You generally assume for big O purposes, when analyzing sorts for example, that comparisons of elements are constant time, and that swapping elements is constant time.

On an n-bit computer, when dealing with m-bit elements, those assumptions are broadly sound. Comparing two ints doesn’t depend on the ints. Reading or writing the int from memory doesn’t take more or less time either.

But the same algorithm, while it has the same big O relationship to the size of a collection, might have a different constant factor on different CPUs and for different values of m. And you might find that some algorithms that constant factor’s relationship to m has its own big O.

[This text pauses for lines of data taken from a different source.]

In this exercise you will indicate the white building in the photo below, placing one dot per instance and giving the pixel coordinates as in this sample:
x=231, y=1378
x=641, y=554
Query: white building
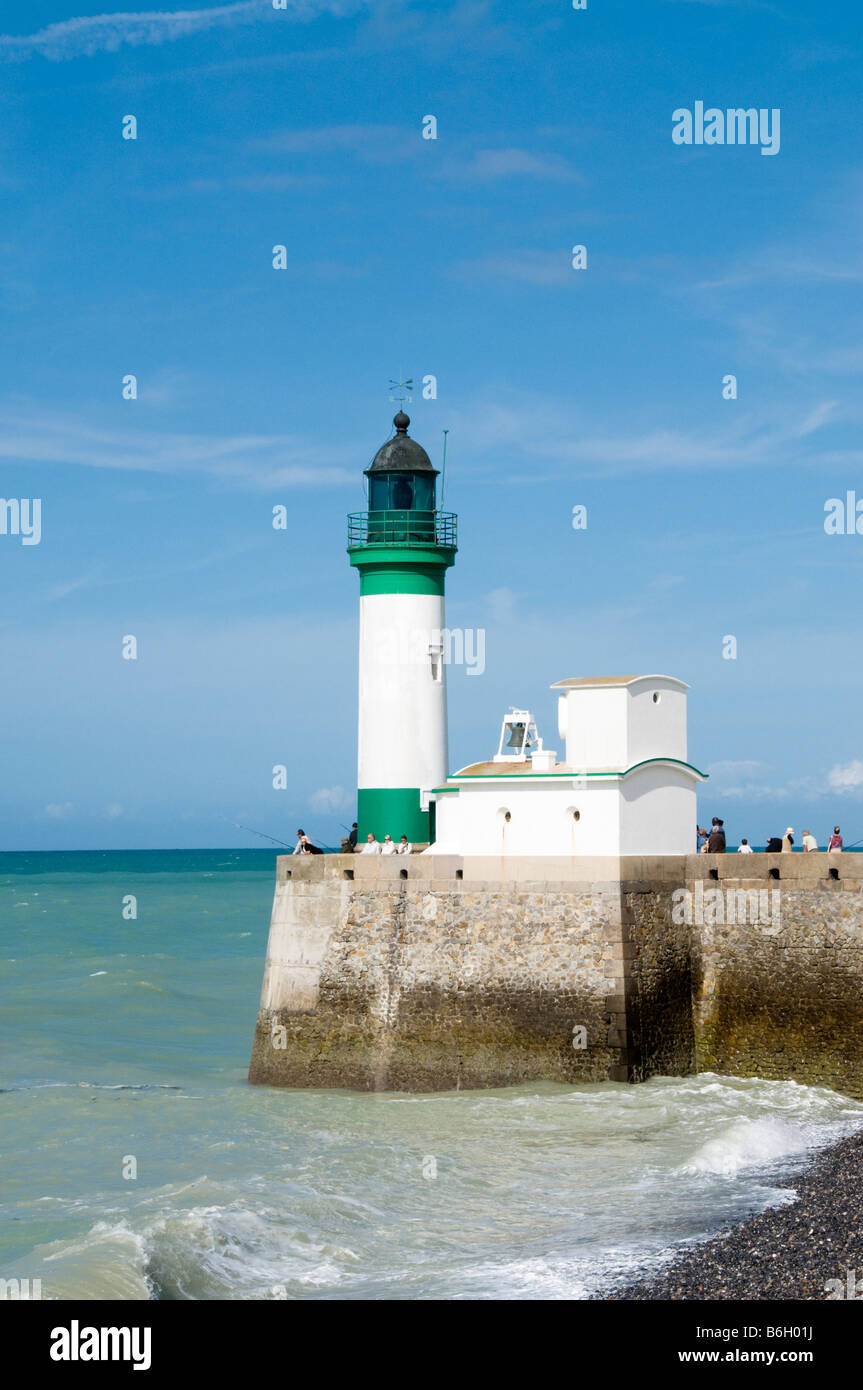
x=623, y=788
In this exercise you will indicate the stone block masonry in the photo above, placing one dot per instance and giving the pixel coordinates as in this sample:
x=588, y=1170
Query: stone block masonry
x=437, y=973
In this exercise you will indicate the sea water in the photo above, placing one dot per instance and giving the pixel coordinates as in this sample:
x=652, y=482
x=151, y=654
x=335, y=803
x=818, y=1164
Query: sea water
x=124, y=1044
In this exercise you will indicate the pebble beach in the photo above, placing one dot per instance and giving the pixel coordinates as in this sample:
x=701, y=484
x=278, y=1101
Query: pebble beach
x=785, y=1253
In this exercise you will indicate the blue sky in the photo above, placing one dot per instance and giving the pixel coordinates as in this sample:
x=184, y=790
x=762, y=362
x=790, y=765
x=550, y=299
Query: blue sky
x=453, y=257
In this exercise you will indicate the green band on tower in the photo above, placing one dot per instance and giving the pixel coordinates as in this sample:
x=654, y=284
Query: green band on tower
x=391, y=811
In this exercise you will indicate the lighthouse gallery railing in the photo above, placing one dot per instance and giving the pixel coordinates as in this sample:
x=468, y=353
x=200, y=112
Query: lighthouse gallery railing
x=402, y=528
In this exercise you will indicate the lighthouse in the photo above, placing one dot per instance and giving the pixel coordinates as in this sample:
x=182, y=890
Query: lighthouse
x=402, y=548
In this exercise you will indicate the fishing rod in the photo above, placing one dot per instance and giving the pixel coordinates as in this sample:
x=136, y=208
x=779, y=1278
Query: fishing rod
x=259, y=833
x=271, y=838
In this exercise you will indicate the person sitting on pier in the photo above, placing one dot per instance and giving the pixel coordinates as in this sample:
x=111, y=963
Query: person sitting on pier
x=716, y=845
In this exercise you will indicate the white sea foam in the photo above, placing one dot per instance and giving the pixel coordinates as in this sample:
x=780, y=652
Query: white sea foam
x=748, y=1143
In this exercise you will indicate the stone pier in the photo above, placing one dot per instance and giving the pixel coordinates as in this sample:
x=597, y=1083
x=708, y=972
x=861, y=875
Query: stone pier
x=431, y=973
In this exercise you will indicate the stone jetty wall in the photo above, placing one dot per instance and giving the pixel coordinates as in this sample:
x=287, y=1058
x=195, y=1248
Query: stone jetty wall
x=435, y=973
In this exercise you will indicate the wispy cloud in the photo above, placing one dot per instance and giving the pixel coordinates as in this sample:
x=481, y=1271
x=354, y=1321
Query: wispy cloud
x=328, y=799
x=487, y=166
x=255, y=460
x=396, y=143
x=107, y=32
x=847, y=776
x=545, y=431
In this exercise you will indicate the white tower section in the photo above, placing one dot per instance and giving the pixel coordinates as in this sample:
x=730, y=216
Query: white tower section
x=402, y=724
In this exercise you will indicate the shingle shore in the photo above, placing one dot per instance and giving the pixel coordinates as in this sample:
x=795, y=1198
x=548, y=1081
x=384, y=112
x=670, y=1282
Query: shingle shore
x=784, y=1253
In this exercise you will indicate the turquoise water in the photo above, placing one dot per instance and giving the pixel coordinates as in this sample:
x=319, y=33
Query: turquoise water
x=129, y=1040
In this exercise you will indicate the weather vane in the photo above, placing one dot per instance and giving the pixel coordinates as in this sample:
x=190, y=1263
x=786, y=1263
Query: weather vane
x=405, y=387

One common place this can bite you is when you try to apply big O analysis that has ‘constant time comparison’ assumption built in to, say, sorting arbitrarily long strings, or inserting into a hash table using arbitrary string keys. Comparing strings or calculating hashes of them is not constant time.

1 comments

In a practical sense, how you define big O depends on what you consider to be the inputs to the function. If the runtime doesn't change depending on the size of the inputs that you care about, it's O(1).

Like, you might have a function with 2 inputs, N and M, and the run time is like O(m2^n), but n is fixed at a low number every time you'll run it in practice, so it's really just O(m) for your purposes.

Right. O(f(n)) is literally only defined for situations where n 1: varies between different runs of the algorithm, and 2: can grow arbitrarily large. Even though in practice ‘arbitrarily large’ is always limited by memory, storage, etc.

Talking about algorithms being O(n) in the number of bits in a value is only reasonable if the number of bits in the value actually varies between runs.